Remembrance Day.
The Serenity Prayer
God grant me the serenity to accept the things I cannot change
The courage to change the things I can and
The wisdom to know the difference. Reinhold Niebuhr
How do I write, today?
A dullness, a paralysis of body and spirit has settled in like a heavy fog.
How do we dance tonight?
Where is the solid ground on which to spin and pivot when seemingly, the foundation has been removed from under us?
Where do we find hope and joy in this time of shadows?
God grant me the serenity…
Give up or Double Down.
The big question: Do we give up or double down?
Remembrance Day: a time to consider the trauma and tragedy of others who did not give up but pushed through the chaos and tumult and survived – or not.
My daughter is one to carry issues of injustice close to her heart. For the past year, it has been the war in the Middle East. She phoned me one day with incriminating self-doubt:
“Dad, am I wasting my life? I am just a singer/ actor. It seems so inconsequential, irrelevant. Shouldn’t I be overseas handing out emergency aid kits or something?”
What to do in response to this rising tide of madness?
Dancing through the Shadows
How do we dance through the shadows?
Leonard Bernstein, America’s beloved conductor and composer, was asked how he would respond if Nazism rose to power in Europe. He stated, “I would invest myself in my music with even more fervour and passion. Life without music is unthinkable, unsustainable.”

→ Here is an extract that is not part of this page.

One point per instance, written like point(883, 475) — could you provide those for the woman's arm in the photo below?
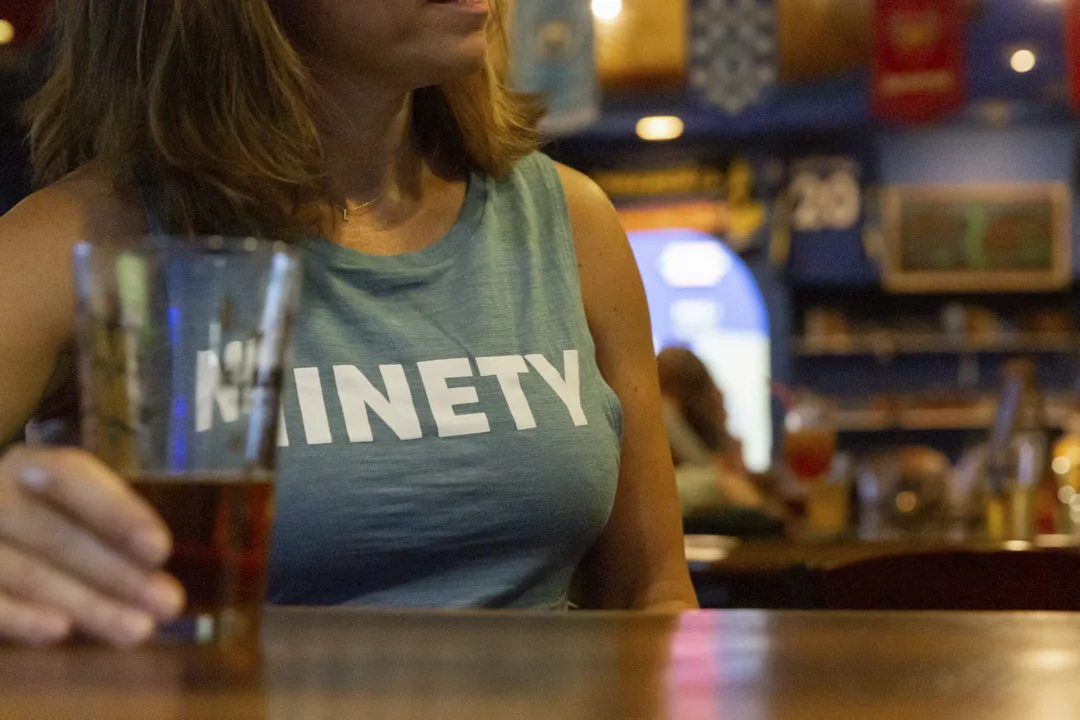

There is no time when investing ourselves in the arts, whether music or drama or dancing or sculpting, is more important. Such creative pursuits sustain what is most integral to the human spirit. They nurture the love of beauty and camaraderie in this fragile time so that when barbarism and deceit and corruption and violence and hatred has passed, we can find our way back home to the heartland.
If Hitler had taught his soldiers dance steps rather than the goose step, there never would have been WW II.
The Line of Dance
Of course! The path to heaven
doesn’t lie down
in flat miles. It’s in the imagination
with which
you perceive this world,
and the gestures
with which you honor it. Mary Oliver, The Swan
Our path is in the line of dance—a path of expressiveness, creativity, sensuality, touch, movement, connection, and intimacy—life-sustaining energies that bind us to each other.
When one learns to listen to the inner self, befriends the body’s wisdom and becomes attuned to and supportive of another’s movements and creative expression, one loses the desire to dominate. Weoffer up our personal power to generate life and love in community.
The Birth of Tango
One of the most inspirational stories for me is the origins of tango. Tango was birthed out of the squalor and decadence of late 19th and early 20th century Buenos Aires. It was the creative response of immigrants and sex slaves to satisfy the basic human needs for connection, beauty and spirit.
The Sacred Headwaters
In the book, Magdelena, Wade Davis describes the beauty and power of the Rio Magdalena which flows over 1500 kilometres from the headwaters in the Andes through the heart of Columbia into the Pacific Ocean. For several decades it flowed red with the blood from the victims of the drug wars.
Then one day the bloodshed stopped the pristine beauty of the river returned. The soul of the land was restored and the memories of the people washed clean from the horror.
We are custodians of the sacred headwaters of the human spirit, in company with artists and lovers of all ilk. We must practice our craft with all the conviction and beauty we can muster until the human spirit is washed clear of all that wants to hate and destroy. This is our hope.
A Prayer
There will always be shadows. There are always choices. God grant me the courage …
(Photo: A red dress exhibit, Edmonton, in commemoration of the murdered and missing Indigenous Women.)